- The Japanese Yen surged by almost 2% following the Bank of Japan’s meeting.
- U.S. economic growth remained weak in the second quarter. It rose just 1.2% annualized after a downwardly revised 0.8% in the first quarter.
- The Canadian economy shrank more than expected in May with GDP falling 0.6%, its biggest decline since March 2009 while wildfires in Alberta caused a sharp drop in oil extraction.
- Eurozone GDP data showed the economy slowed sharply in the previous quarter, growing just 0.3% which was in line with expectations.
Oil prices continued to weaken on Friday, falling to their lowest levels since April. They are on track for their biggest monthly decline since December 2015 as slowing economic growth and oversupply push prices lower.
The Dollar is lower by more than 0.5% today following Q2 economic growth coming in at less than half the consensus forecasts. This further confirms the view that the Federal Reserve will maintain interest rates at their current level against a backdrop of both lacklustre domestic and slowing global growth.
The Pound is treading water today, taking the sharp drop in consumer confidence largely in its stride. Figures from the Bank of England on mortgage and consumer borrowing for June came in stronger than expected which may support the economy in the months ahead. UK consumer confidence however, suffered its sharpest drop since 1990 following the Brexit vote, dropping to -12 from -1 in June.
The Euro edged higher again today as the economic data confirmed a continued rise in growth and an unexpected rise in CPI. This will keep the ECB sitting on the sideline for now and we expect the Euro to remain subdued against the Dollar with both central banks on hold for the time being. Eurozone inflation picked in July, with prices rising 0.2% as the economic recovery gradually starts to feed through to increasing prices. Unemployment meanwhile, was unchanged at 10.1%
The Loonie is under pressure following a bigger than expected fall in GDP and weaker oil prices. Slower U.S. growth will weigh on the Canadian economy due to the two countries close economic links, putting further downwards pressure on the Canadian Dollar.
The Aussie bounced back from an initial drop following the Bank of Japan’s announcement and was marginally higher against the US Dollar and the Euro.

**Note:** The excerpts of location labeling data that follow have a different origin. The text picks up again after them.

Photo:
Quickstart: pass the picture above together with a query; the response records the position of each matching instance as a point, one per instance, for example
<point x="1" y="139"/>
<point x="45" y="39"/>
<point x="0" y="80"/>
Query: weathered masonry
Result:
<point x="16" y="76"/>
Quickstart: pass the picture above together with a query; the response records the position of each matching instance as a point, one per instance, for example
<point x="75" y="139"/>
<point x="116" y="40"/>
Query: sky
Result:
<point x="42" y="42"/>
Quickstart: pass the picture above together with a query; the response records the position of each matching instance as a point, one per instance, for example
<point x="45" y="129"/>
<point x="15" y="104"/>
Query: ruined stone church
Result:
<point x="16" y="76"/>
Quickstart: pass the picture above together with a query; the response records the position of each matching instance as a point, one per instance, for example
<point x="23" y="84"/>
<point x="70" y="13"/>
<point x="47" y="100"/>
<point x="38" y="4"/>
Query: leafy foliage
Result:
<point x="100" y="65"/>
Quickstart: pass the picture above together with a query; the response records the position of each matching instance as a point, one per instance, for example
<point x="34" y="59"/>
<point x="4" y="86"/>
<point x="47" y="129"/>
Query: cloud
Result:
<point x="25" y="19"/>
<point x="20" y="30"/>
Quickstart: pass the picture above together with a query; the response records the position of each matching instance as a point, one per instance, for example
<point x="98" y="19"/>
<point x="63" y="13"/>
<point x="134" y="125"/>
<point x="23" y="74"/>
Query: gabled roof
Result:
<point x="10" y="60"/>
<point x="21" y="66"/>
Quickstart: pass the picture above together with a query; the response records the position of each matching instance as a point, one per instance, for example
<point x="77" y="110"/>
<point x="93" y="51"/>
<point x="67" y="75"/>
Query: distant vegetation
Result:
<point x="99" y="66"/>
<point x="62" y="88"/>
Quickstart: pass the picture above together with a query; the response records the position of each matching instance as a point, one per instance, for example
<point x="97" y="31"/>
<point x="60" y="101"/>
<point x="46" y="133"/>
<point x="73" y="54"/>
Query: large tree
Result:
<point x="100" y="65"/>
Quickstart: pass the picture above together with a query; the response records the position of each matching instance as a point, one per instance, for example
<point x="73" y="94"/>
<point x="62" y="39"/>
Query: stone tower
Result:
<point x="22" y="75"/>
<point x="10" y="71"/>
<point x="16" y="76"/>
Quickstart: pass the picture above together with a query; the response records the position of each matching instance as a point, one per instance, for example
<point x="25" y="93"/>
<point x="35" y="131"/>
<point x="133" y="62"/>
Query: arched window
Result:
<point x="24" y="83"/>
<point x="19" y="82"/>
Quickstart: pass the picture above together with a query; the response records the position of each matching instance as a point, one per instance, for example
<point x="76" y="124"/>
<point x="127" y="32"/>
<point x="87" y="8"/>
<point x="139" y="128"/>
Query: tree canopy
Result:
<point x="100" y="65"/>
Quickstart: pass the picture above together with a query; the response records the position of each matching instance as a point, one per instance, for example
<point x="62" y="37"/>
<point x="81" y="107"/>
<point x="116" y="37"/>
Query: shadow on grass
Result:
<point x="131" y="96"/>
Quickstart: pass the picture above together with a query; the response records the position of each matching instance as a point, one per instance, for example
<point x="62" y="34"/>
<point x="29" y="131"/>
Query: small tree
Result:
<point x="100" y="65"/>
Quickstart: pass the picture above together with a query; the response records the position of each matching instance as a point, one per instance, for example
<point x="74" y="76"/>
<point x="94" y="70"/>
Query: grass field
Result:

Markets have lowered expectations for a rate cut next week from the RBA and AUD/USD looks to be contained between 0.73 and 0.78 for now.
The Japanese Yen is today’s best performing G10 currency, rising almost 2% against its major counterparts and has gained 4% from a 2-month low versus the Dollar just last week. The Bank of Japan doubled their purchases of exchange traded funds, disappointing investors who were expecting bolder action after the government announced it was stepping up fiscal stimulus to boost growth.